- Developer: Spiderweb Software
- Platforms: Microsoft Windows Mac OS X iOS
- Release: NA: September 14, 2016;
- Genre: Role-playing video game
- Mode: Single-player

= Avadon 3: The Warborn =

2016 video game

Avadon 3: The Warborn is a single-player role-playing video game developed by Spiderweb Software. It is the third and final game in the Avadon trilogy. The game was released for Mac OS X and Microsoft Windows in September 2016, A version for the iPad was released in late 2016.

==Setting==
The Avadon series is set on the fictional continent of Lynaeus, which is divided between two warring factions. There is the Pact, an alliance of five nations, and the Farlands, a loose-knit group of faded empires and barbarian territories. The Pact has banded together for safety and to fend off invasion from the other lands of Lynaeus.

The fortress of Avadon is a force within the Pact, a small army of warriors, spies, and assassins tasked to protect the Pact and eliminate any threats to its safety before they have the chance to grow. The servants of Avadon have great power and are not bound by the laws of the Pact, though this can lead to corruption and abuse.

As Avadon 3 begins, Lynaeus has been invaded. The player must help to repel hordes of monsters and vicious raiders from their homeland. The mad commander has a plan for defeating the invaders and the players must choose whether to help or betray him.

==Gameplay==

Screenshot of Avadon 3: The Warborn.

Avadon 3: The Warborn is a single-player role-playing video game. The player assumes the role of a Blademaster, a Shadowwalker, a Shaman, a Sorcerer, or a Tinkermage (a new class added in Avadon 2). Later, the player can recruit two other characters (from the same set of five classes) and embark on missions assigned by the leaders of Avadon.

Each character class in Avadon 3 has its own set of several dozen abilities. These can be spells to inflict damage or summon aid, blessings and curses, and rituals that heal wounded party members. Avadon features elaborate scripted encounters that are intended to encourage a variety of tactics.

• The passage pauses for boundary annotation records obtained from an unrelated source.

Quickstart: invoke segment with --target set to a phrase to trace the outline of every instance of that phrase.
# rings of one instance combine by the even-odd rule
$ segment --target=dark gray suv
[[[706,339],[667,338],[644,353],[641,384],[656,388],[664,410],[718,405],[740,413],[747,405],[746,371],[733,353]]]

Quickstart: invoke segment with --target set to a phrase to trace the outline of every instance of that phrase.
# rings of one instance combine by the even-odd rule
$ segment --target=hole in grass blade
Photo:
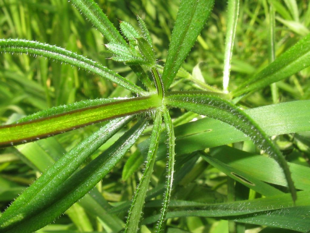
[[[253,185],[253,186],[255,186],[255,184],[253,184],[249,180],[247,180],[247,179],[246,179],[244,177],[242,176],[238,175],[238,174],[235,173],[235,172],[234,172],[232,171],[230,172],[230,174],[231,174],[233,176],[237,178],[239,180],[241,180],[242,182],[244,182],[244,183],[246,183],[247,184],[248,184],[250,185]]]

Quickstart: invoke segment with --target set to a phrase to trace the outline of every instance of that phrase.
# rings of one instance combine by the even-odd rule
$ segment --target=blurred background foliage
[[[179,1],[95,1],[118,28],[119,21],[129,22],[137,28],[136,15],[141,16],[151,33],[159,64],[163,65]],[[290,4],[292,2],[296,2],[295,6]],[[193,83],[190,81],[193,79],[215,88],[222,88],[227,1],[217,0],[215,2],[210,18],[182,66],[184,71],[192,75],[182,76],[179,74],[180,81],[174,86],[174,89],[192,89]],[[232,61],[231,90],[268,64],[268,17],[270,3],[273,4],[276,11],[277,56],[310,32],[310,6],[308,0],[296,2],[289,0],[241,1]],[[0,38],[22,38],[56,45],[86,55],[133,81],[138,81],[127,66],[108,59],[111,54],[104,45],[107,42],[67,0],[0,0]],[[278,101],[308,99],[309,76],[310,68],[308,68],[278,82]],[[193,87],[195,87],[194,85]],[[127,91],[113,83],[69,65],[24,54],[7,53],[0,55],[1,123],[11,122],[22,116],[53,106],[84,99],[130,94]],[[245,108],[272,103],[270,89],[268,87],[248,95],[241,103]],[[175,116],[179,113],[175,112]],[[67,150],[98,127],[98,125],[91,126],[42,141],[46,143],[55,143],[60,148],[62,148],[60,150]],[[309,135],[305,133],[297,136],[294,139],[290,135],[280,136],[277,140],[284,152],[290,155],[289,159],[308,166],[310,149],[307,145],[309,145]],[[242,148],[242,145],[235,145]],[[44,145],[42,146],[44,148]],[[0,189],[2,190],[0,192],[0,208],[3,211],[18,194],[39,175],[41,171],[16,149],[0,151],[2,152]],[[222,201],[226,198],[226,177],[210,166],[206,169],[207,164],[204,161],[195,163],[197,157],[193,158],[195,159],[192,162],[194,165],[193,167],[195,169],[191,170],[187,176],[187,182],[189,183],[196,180],[196,182],[192,183],[193,187],[190,189],[180,190],[179,194],[188,193],[190,190],[191,198],[197,201],[195,197],[210,191],[210,187],[212,186],[217,190],[218,195],[215,198],[212,197],[213,199]],[[117,202],[130,200],[134,191],[141,171],[137,169],[134,173],[130,172],[130,175],[125,178],[123,174],[122,179],[122,168],[125,162],[120,163],[105,178],[104,182],[98,185],[98,190],[108,201]],[[164,173],[164,162],[159,161],[156,166],[151,184],[157,183],[164,178],[162,176]],[[206,183],[209,186],[199,185],[206,183],[204,180],[200,181],[199,177],[202,174],[208,177]],[[152,211],[147,209],[146,211]],[[123,214],[124,216],[126,213]],[[57,223],[61,225],[71,222],[72,220],[66,216],[62,217]],[[121,215],[119,217],[121,219],[123,216]],[[95,221],[95,218],[90,219],[91,225],[93,225],[92,222]],[[173,223],[173,219],[169,221]],[[215,225],[212,224],[215,222],[219,231],[222,224],[222,221],[198,217],[188,218],[186,221],[186,223],[178,222],[178,224],[187,224],[189,230],[193,232],[209,232],[209,227],[206,226],[215,227]],[[65,230],[68,231],[68,229]]]

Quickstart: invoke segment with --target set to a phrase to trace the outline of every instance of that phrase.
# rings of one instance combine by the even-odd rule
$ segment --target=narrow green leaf
[[[123,21],[121,22],[119,26],[122,32],[131,43],[134,45],[136,43],[135,39],[140,37],[140,35],[135,28],[129,23]]]
[[[128,46],[128,45],[121,34],[109,20],[105,15],[102,12],[98,5],[93,0],[71,0],[71,2],[85,15],[96,28],[110,42],[118,43],[125,46]],[[128,65],[132,65],[130,66],[131,68],[132,69],[133,67],[136,66],[134,65],[144,64],[143,63],[139,63],[136,61],[135,62],[132,62],[127,64]],[[132,69],[133,71],[136,73],[137,72],[136,71],[137,69],[136,68],[135,69]],[[142,68],[139,69],[141,69]],[[138,73],[138,76],[140,77],[140,76],[138,75],[141,72]],[[153,87],[151,83],[150,85],[150,83],[148,80],[144,78],[144,75],[143,76],[143,77],[144,77],[144,78],[141,81],[143,85],[149,90],[152,89]]]
[[[151,71],[153,75],[153,78],[154,79],[156,89],[157,89],[157,94],[159,96],[162,98],[165,94],[165,89],[162,76],[159,74],[157,68],[154,66],[152,67]]]
[[[227,146],[212,148],[211,155],[228,166],[264,182],[278,185],[287,185],[281,168],[274,159],[253,154]],[[296,188],[310,189],[310,167],[289,162],[292,178]],[[250,164],[250,169],[249,169]]]
[[[148,76],[141,66],[134,65],[131,65],[130,66],[141,81],[141,82],[148,90],[151,92],[154,90],[155,88],[152,84]]]
[[[310,100],[281,103],[246,109],[269,136],[310,131]],[[249,140],[242,132],[218,120],[206,118],[176,127],[177,154]],[[164,144],[160,146],[165,147]]]
[[[229,218],[238,222],[269,226],[309,233],[310,218],[308,217],[308,215],[309,212],[310,206],[307,205],[266,211]],[[275,230],[272,229],[272,231],[269,232],[278,232]],[[279,230],[280,231],[280,229]]]
[[[161,112],[158,112],[155,117],[151,135],[145,169],[132,199],[126,223],[125,232],[135,233],[138,232],[139,229],[139,223],[143,213],[142,210],[146,192],[156,161],[156,154],[162,127],[162,118]]]
[[[277,17],[276,18],[277,20],[298,35],[301,36],[305,36],[310,33],[310,30],[301,23],[293,21],[286,20],[280,17]]]
[[[181,1],[162,74],[166,90],[194,45],[214,4],[214,0]]]
[[[127,99],[78,109],[27,122],[0,126],[0,146],[38,140],[93,123],[139,112],[160,106],[157,96]]]
[[[268,35],[268,55],[269,63],[273,62],[276,59],[276,22],[275,20],[275,12],[272,5],[269,8],[268,18],[269,25],[269,33]],[[279,102],[279,93],[277,84],[273,83],[270,85],[271,95],[274,103]]]
[[[124,98],[108,98],[82,100],[69,104],[53,107],[46,110],[38,112],[20,119],[15,123],[21,123],[31,121],[38,120],[41,118],[51,117],[55,115],[78,110],[81,108],[99,105],[103,104],[112,104],[114,102],[123,100],[124,99]]]
[[[232,92],[238,96],[256,90],[293,75],[310,66],[310,34],[262,71]]]
[[[279,195],[283,193],[278,189],[219,160],[206,155],[202,156],[204,159],[228,176],[264,196]]]
[[[166,130],[168,136],[168,161],[167,164],[168,174],[166,181],[166,188],[164,194],[162,205],[161,210],[160,217],[156,224],[155,232],[162,232],[164,230],[165,224],[166,215],[168,211],[169,203],[171,196],[171,192],[173,184],[173,176],[174,174],[175,146],[175,136],[174,129],[169,112],[166,107],[163,109],[164,121],[166,126]]]
[[[282,153],[259,126],[244,112],[227,101],[206,94],[175,94],[169,96],[167,100],[169,105],[219,120],[249,136],[279,163],[285,175],[293,200],[296,199],[296,191],[290,172]]]
[[[295,0],[284,0],[286,6],[293,16],[294,20],[296,22],[299,21],[299,13],[298,12],[298,7]]]
[[[144,21],[139,16],[137,16],[137,18],[138,19],[139,22],[139,26],[140,28],[142,31],[142,36],[144,38],[151,47],[153,47],[153,43],[152,43],[152,39],[151,38],[151,35],[150,34],[148,30],[148,28],[145,25],[145,23]]]
[[[43,203],[50,203],[53,198],[55,187],[68,179],[87,158],[131,118],[127,116],[111,121],[62,157],[7,209],[0,219],[0,226],[15,224],[30,214],[34,206],[42,208]],[[33,156],[33,158],[37,158]],[[43,167],[44,165],[37,165],[40,166],[38,169],[42,171],[47,168]],[[17,215],[18,211],[19,215]]]
[[[216,204],[189,203],[188,209],[169,212],[168,218],[196,216],[203,217],[219,217],[237,216],[256,213],[272,210],[308,206],[310,198],[308,191],[297,192],[298,198],[294,204],[289,194],[285,194],[254,200],[238,201],[233,202]],[[193,207],[195,207],[193,210]],[[144,224],[154,222],[158,219],[159,215],[146,218]]]
[[[239,0],[229,0],[227,7],[227,25],[225,39],[225,51],[224,57],[224,68],[223,70],[223,89],[228,92],[228,85],[230,72],[230,63],[232,56],[237,20],[239,13]]]
[[[127,45],[118,31],[93,0],[70,0],[70,2],[109,41]]]
[[[105,45],[106,47],[116,57],[123,57],[124,61],[133,59],[134,57],[128,46],[119,44],[109,43]],[[113,59],[113,57],[112,57]]]
[[[28,212],[26,217],[17,210],[7,221],[4,222],[1,218],[2,232],[30,233],[52,221],[108,174],[135,142],[148,123],[147,121],[138,122],[102,154],[58,186],[56,190],[54,189],[52,196],[50,197],[51,199],[48,203],[43,202],[43,206],[38,207],[32,202],[28,205],[36,211]]]
[[[89,193],[80,199],[79,203],[91,216],[100,220],[107,232],[118,232],[121,231],[125,224],[117,216],[108,213],[108,209],[106,206],[108,203],[102,194],[95,187]]]
[[[138,42],[138,47],[141,54],[150,66],[155,66],[156,60],[153,48],[144,38],[140,37],[137,38],[136,39]]]
[[[134,173],[140,167],[144,161],[143,157],[139,150],[133,153],[124,166],[122,174],[122,179],[123,180],[129,179]]]
[[[52,58],[93,73],[134,93],[146,94],[141,88],[99,63],[54,45],[20,39],[0,39],[2,52],[31,53]]]

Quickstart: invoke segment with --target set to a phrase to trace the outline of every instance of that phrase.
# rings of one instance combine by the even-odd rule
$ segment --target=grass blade
[[[225,93],[228,92],[230,63],[232,56],[232,49],[236,34],[238,15],[239,13],[239,0],[229,0],[228,8],[227,28],[225,39],[223,71],[223,89]]]
[[[145,95],[146,92],[127,79],[99,63],[55,45],[20,39],[0,39],[0,52],[30,53],[59,61],[92,72],[129,90]]]
[[[288,166],[279,149],[260,127],[245,112],[229,102],[206,94],[176,94],[169,97],[168,105],[217,119],[242,131],[270,156],[283,169],[293,200],[296,191]]]
[[[181,1],[162,74],[166,90],[169,89],[181,64],[194,45],[214,4],[214,0]]]
[[[143,213],[142,209],[146,193],[156,160],[156,154],[158,147],[158,142],[162,126],[162,112],[158,111],[157,113],[151,136],[145,170],[132,199],[126,223],[125,233],[135,233],[138,232],[139,229],[139,223]]]
[[[160,106],[161,102],[155,95],[127,99],[0,126],[0,147],[38,140],[93,123],[147,112]]]
[[[111,121],[61,157],[7,209],[0,220],[0,226],[15,224],[21,220],[20,216],[26,217],[32,212],[33,206],[39,208],[42,203],[46,205],[50,203],[54,187],[60,185],[68,179],[87,158],[131,118],[127,116]],[[33,151],[31,151],[33,153]],[[42,171],[46,168],[38,167]],[[20,214],[19,217],[16,216],[17,212]]]
[[[229,177],[264,196],[272,196],[283,193],[278,189],[253,177],[250,174],[225,164],[216,158],[202,155],[202,158]]]
[[[212,148],[210,155],[227,166],[264,182],[284,186],[287,185],[281,168],[271,158],[251,154],[227,146]],[[293,163],[288,164],[296,188],[301,190],[310,189],[310,167]],[[249,164],[251,165],[250,170],[249,170]]]
[[[41,203],[43,206],[38,207],[38,207],[31,203],[29,205],[33,210],[28,213],[27,217],[24,217],[17,210],[12,218],[5,222],[2,222],[2,218],[0,222],[1,232],[30,233],[53,221],[108,174],[135,142],[148,123],[145,121],[138,122],[102,154],[54,189],[51,197],[52,199],[47,203],[49,204]],[[18,219],[17,222],[16,219]],[[14,219],[16,222],[12,224],[12,221]]]
[[[310,34],[232,92],[238,96],[281,80],[310,66]]]
[[[308,191],[299,192],[294,205],[290,195],[285,194],[230,203],[206,205],[197,203],[197,207],[194,207],[193,209],[193,207],[194,206],[192,203],[189,203],[190,207],[187,209],[184,208],[184,210],[169,212],[167,217],[168,218],[189,216],[220,217],[238,220],[238,222],[241,222],[265,224],[305,232],[310,227],[310,219],[306,217],[310,208],[309,207],[310,199],[308,192]],[[197,210],[197,209],[200,209]],[[293,214],[292,217],[294,217],[298,220],[298,222],[292,222],[290,219],[290,211]],[[276,220],[269,216],[274,211],[275,215],[277,216]],[[257,218],[255,219],[256,216]],[[264,217],[264,224],[260,222],[263,218],[262,216]],[[154,222],[158,217],[157,215],[146,218],[144,223],[148,224]],[[281,218],[283,217],[285,218],[284,221],[281,221]]]

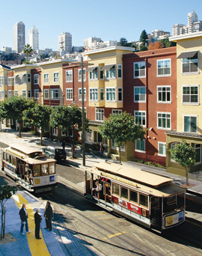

Combat in Avadon 3 is turn-based. Creatures in battle take turns acting, during which they can move, use abilities, and attack.

==Reception==
Early critical reception of Avadon 3: The Warborn has been generally positive. OPN wrote: "The game possesses depth, quality art, fantastic gameplay, and provides a profound experience beyond casual entertainment. RPGWatch complimented the game's "great writing and story, as well as an enjoyable party based tactical combat system".